Photo of Philanthropy (A)

Grades: 
3, 4, 5

Students define philanthropy as givng time, talent or treasure and taking action for the common good. They identify philanthropy in a read-aloud story and the regional news.

Lesson Rating 
0
Duration 
PrintOne Thirty-Minute Class Period
Objectives 

The learner will:

  • define philanthropy.
  • identify philanthropy in written accounts.
Materials 
  • Miss Rumphius by Barbara Cooney
  • online news source to access at home, especially a local news site
Home Connection 

Find and print a recent news article (with photo) about someone volunteering or taking civic action. For example, students speaking up about injustice or teams cleaning up river pollution. Write a sentence telling what the philanthropy/volunteerism is and the need it addresses. Option: Require students tell a family member about the article and have their homework signed. 

Reflection 

Display in a hall display the printed articles with photos and the student sentences. Each student writes a title for their article/sentence that captures the philanthropy theme of the article.

Bibliography 

Cooney, Barbara. Miss Rumphius. New York: Puffin Books, 1985.

Instructions

Print
  1. Anticipatory Set:

    Teach the word philanthropy to the students by asking them to tell about when they or someone they know did one of the following:

    • gave money to a charity or a faith-based organization
    • volunteered to do something helpful with their time or skills without expecting payment 
    • spoke up for a problem in the community that they would like to see solved

    Define philanthropy as "giving time, talent, or treasure, and taking action for the good of the community." 

  2. Brainstorm and discuss in detail the meaning of common good. Common good is a noun that means the best interest of the community. This involves individual citizens having the commitment and motivation to promote the welfare of the community (even if they must sacrifice their own time, personal preferences or money) to work together with other members for the greater benefit of all.

    Often nonprofit organizations work for the common good. Because they have a purpose that helps the larger community (and relieves the burden of the government), they receive tax benefits.

  3. Nonprofit organizations are like businesses that do work for the common good. A nonprofit, like Habitat for Humanity, does its work for a mission that benefits the community, not for the profit of the owners. Because it is doing work that helps everybody, a nonprofit gets to pay fewer taxes. 

    Look on the internet to identify some (especially local) nonprofits and talk about their mission or purpose. 

  4. Read aloud the book Miss Rumphius.

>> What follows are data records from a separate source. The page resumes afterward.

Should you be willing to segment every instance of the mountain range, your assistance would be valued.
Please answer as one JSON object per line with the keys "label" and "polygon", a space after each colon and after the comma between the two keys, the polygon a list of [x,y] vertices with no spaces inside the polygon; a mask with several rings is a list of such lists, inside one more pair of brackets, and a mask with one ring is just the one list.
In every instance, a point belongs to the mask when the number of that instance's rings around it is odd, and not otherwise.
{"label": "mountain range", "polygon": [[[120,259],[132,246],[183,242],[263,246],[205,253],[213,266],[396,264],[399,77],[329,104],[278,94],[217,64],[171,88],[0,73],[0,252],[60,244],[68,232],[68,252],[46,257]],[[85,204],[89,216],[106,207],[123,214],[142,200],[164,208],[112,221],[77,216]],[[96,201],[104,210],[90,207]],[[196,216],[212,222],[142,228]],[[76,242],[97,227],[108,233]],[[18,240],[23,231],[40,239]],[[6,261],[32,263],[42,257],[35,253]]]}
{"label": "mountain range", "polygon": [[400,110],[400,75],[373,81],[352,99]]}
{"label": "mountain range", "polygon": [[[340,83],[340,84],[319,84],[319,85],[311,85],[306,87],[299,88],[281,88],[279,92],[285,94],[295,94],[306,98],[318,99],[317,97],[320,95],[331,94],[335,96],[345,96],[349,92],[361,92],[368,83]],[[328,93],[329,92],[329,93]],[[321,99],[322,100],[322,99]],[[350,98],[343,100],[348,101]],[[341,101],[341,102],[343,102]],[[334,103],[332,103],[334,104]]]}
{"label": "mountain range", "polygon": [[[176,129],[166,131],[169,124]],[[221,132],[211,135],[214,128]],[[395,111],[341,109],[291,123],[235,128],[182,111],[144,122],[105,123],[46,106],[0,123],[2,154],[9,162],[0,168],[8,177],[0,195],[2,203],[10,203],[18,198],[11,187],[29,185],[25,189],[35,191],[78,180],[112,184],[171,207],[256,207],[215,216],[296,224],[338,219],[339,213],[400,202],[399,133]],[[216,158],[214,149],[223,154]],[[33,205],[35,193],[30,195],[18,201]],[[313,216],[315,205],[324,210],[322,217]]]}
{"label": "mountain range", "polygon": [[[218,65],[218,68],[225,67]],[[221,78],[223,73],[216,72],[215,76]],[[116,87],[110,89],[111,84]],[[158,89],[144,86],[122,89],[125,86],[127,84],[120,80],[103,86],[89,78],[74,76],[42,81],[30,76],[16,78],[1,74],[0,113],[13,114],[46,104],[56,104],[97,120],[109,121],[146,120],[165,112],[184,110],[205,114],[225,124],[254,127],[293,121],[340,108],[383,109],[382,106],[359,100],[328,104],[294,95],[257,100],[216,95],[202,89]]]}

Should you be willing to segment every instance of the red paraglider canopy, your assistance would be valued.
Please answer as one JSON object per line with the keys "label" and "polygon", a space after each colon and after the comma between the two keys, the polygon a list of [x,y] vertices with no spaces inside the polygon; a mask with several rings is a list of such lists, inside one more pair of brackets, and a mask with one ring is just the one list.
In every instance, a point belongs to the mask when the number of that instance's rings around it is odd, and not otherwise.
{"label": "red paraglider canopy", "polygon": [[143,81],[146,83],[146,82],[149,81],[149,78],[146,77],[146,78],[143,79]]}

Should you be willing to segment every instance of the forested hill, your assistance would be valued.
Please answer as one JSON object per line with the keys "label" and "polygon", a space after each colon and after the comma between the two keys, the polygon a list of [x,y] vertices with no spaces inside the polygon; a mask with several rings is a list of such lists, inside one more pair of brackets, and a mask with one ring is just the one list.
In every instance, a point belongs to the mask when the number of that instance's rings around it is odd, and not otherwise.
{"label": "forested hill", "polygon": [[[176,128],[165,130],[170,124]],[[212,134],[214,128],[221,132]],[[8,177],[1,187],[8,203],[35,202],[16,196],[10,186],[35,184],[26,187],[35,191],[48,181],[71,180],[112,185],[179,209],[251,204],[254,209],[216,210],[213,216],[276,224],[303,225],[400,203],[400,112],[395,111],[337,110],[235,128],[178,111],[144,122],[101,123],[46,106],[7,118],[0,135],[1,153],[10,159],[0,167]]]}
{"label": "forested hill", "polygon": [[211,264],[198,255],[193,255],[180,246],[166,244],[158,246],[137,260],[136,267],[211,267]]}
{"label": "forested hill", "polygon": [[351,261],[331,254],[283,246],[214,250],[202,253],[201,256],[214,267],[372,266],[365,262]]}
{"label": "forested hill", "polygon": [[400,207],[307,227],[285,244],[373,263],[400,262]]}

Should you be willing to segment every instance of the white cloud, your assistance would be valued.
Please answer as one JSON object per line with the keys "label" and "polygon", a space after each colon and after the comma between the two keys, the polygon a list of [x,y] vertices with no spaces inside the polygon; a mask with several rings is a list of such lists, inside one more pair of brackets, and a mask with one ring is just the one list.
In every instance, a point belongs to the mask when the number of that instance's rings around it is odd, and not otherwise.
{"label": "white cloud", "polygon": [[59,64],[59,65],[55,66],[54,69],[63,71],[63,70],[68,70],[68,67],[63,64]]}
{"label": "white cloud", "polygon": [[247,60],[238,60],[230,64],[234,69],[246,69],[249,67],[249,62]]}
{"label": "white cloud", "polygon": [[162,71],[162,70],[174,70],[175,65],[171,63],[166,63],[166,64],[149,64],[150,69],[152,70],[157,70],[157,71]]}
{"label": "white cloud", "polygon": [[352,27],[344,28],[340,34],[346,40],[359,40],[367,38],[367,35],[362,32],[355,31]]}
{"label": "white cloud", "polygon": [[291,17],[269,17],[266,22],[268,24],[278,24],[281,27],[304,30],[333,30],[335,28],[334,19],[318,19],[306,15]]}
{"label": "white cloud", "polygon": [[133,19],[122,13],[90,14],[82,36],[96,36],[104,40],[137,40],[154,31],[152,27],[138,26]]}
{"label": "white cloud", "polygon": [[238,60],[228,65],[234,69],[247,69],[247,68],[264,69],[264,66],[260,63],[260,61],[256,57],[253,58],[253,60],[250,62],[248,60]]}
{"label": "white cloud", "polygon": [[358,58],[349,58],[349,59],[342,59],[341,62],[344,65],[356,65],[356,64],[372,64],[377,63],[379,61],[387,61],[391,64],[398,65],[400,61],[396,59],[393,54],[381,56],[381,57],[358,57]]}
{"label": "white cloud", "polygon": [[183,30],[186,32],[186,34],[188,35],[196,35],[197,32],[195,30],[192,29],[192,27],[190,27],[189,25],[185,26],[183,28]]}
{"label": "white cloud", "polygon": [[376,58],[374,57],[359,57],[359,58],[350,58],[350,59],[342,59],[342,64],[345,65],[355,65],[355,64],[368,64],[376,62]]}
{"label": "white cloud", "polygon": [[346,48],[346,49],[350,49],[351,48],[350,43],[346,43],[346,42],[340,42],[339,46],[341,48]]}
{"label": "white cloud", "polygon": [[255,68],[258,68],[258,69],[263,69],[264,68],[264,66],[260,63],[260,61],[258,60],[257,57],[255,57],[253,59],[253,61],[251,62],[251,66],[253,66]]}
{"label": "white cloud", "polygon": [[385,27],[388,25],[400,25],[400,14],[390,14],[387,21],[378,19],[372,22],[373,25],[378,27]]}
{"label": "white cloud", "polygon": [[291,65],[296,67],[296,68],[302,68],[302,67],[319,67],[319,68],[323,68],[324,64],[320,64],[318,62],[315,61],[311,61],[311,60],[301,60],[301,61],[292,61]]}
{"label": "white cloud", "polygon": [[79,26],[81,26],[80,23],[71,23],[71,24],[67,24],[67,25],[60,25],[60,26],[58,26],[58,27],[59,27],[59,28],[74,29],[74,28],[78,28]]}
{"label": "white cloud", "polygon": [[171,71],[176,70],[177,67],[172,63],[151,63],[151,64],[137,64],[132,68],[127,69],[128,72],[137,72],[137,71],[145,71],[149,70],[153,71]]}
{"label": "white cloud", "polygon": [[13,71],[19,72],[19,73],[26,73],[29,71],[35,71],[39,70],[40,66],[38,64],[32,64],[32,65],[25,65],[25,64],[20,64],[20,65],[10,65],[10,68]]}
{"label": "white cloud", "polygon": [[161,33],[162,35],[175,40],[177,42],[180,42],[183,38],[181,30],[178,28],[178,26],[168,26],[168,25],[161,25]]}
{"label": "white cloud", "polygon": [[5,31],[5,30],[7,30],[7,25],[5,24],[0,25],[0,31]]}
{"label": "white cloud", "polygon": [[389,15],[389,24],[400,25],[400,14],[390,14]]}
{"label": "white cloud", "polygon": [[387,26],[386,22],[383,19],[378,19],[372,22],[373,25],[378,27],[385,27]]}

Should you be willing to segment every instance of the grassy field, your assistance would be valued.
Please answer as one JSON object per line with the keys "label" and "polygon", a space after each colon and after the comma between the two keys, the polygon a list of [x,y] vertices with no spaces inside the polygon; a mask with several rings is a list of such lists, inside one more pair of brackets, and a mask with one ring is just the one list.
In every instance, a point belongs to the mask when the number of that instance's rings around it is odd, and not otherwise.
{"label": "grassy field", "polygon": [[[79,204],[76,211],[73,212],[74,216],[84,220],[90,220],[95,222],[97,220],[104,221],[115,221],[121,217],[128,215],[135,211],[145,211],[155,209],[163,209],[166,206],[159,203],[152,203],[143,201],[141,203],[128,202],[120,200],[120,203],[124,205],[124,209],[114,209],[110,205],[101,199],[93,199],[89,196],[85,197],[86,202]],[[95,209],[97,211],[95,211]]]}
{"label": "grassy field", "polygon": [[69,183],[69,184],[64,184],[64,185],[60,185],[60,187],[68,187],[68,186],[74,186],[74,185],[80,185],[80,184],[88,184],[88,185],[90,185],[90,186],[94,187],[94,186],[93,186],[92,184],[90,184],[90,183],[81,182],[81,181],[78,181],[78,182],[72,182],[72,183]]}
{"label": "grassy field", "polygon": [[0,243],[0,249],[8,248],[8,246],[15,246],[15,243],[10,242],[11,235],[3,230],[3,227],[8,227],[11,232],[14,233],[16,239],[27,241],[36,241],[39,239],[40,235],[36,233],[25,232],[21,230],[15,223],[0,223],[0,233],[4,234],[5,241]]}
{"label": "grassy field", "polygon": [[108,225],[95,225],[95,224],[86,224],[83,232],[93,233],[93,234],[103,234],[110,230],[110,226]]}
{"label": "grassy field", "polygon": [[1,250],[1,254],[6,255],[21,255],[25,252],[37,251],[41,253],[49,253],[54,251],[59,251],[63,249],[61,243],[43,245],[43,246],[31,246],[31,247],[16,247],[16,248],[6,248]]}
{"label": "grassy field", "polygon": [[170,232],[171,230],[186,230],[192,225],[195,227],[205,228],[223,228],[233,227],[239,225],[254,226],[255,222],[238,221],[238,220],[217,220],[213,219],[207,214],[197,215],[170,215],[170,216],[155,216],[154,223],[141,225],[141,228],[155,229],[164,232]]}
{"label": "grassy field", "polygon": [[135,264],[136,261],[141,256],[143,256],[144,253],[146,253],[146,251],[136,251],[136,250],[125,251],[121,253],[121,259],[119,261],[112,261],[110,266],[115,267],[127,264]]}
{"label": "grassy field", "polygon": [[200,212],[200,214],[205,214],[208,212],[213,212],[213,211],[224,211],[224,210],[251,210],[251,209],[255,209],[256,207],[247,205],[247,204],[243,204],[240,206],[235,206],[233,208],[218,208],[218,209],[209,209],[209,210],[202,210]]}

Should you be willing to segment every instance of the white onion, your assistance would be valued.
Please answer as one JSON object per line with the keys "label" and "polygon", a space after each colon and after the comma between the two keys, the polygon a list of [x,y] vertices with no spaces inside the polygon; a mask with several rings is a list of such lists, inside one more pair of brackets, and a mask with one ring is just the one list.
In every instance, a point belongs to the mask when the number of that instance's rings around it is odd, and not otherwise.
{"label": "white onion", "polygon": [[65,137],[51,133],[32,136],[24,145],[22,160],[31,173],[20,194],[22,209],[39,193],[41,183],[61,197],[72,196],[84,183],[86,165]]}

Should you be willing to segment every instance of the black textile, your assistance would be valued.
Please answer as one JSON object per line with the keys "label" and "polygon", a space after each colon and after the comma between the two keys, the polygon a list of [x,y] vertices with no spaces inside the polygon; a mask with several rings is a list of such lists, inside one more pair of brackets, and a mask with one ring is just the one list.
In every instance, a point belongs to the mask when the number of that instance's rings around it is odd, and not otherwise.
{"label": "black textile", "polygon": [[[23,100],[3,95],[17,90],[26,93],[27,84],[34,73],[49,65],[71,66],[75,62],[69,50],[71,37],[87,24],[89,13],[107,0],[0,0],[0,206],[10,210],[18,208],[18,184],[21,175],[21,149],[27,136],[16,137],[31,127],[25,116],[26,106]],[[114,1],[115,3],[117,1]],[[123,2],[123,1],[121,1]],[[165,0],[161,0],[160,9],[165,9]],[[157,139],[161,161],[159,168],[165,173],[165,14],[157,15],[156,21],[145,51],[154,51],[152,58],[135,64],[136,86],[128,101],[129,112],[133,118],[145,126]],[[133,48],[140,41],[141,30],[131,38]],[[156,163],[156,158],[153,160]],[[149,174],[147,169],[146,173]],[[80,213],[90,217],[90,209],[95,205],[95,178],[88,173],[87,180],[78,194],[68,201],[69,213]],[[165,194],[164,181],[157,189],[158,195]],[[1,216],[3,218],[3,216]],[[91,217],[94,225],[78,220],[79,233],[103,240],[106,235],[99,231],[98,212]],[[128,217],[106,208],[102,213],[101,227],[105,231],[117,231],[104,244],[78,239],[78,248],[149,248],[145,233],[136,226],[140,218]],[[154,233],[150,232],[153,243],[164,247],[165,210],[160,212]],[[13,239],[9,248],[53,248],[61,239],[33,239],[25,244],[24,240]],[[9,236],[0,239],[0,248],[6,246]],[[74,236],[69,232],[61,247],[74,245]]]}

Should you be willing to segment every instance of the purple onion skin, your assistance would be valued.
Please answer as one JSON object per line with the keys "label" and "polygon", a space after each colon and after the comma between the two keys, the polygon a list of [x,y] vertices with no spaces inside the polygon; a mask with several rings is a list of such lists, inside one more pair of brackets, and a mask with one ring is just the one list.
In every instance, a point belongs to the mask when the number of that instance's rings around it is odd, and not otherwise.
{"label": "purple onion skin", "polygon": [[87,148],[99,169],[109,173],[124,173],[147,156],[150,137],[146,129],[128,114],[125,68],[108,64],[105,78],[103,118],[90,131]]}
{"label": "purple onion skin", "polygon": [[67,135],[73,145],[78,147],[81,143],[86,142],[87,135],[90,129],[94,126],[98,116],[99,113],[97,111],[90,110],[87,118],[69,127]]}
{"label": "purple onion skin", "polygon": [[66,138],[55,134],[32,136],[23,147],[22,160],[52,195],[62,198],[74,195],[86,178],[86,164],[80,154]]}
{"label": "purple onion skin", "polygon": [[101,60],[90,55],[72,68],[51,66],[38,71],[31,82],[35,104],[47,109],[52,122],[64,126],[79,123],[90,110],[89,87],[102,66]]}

Discuss how her act of doing something to make the world more beautiful was an act of philanthropy for the common good.

Assessment 

The homework assignment may serve as a demonstration of understanding of the concept of philanthropy. 

Philanthropy Framework

  1. Strand PHIL.I Definitions of Philanthropy
    1. Standard DP 01. Define Philanthropy
      1. Benchmark E.1 Define philanthropy as the giving and sharing of time, talent, or treasure intended for the common good.
    2. Standard DP 03. Names and Types of Organizations within the Civil Society Sector
      1. Benchmark E.1 Name and recognize the civil society sector as a separate part of the community.
      2. Benchmark E.2 Name an example of a civil society charitable organization.
    3. Standard DP 06. Role of Family in Philanthropy
      1. Benchmark E.2 Identify examples of families supporting giving and sharing.
  2. Strand PHIL.II Philanthropy and Civil Society
    1. Standard PCS 07. Skills of Civic Engagement
      1. Benchmark E.1 Explore and research issues and present solutions using communication tools.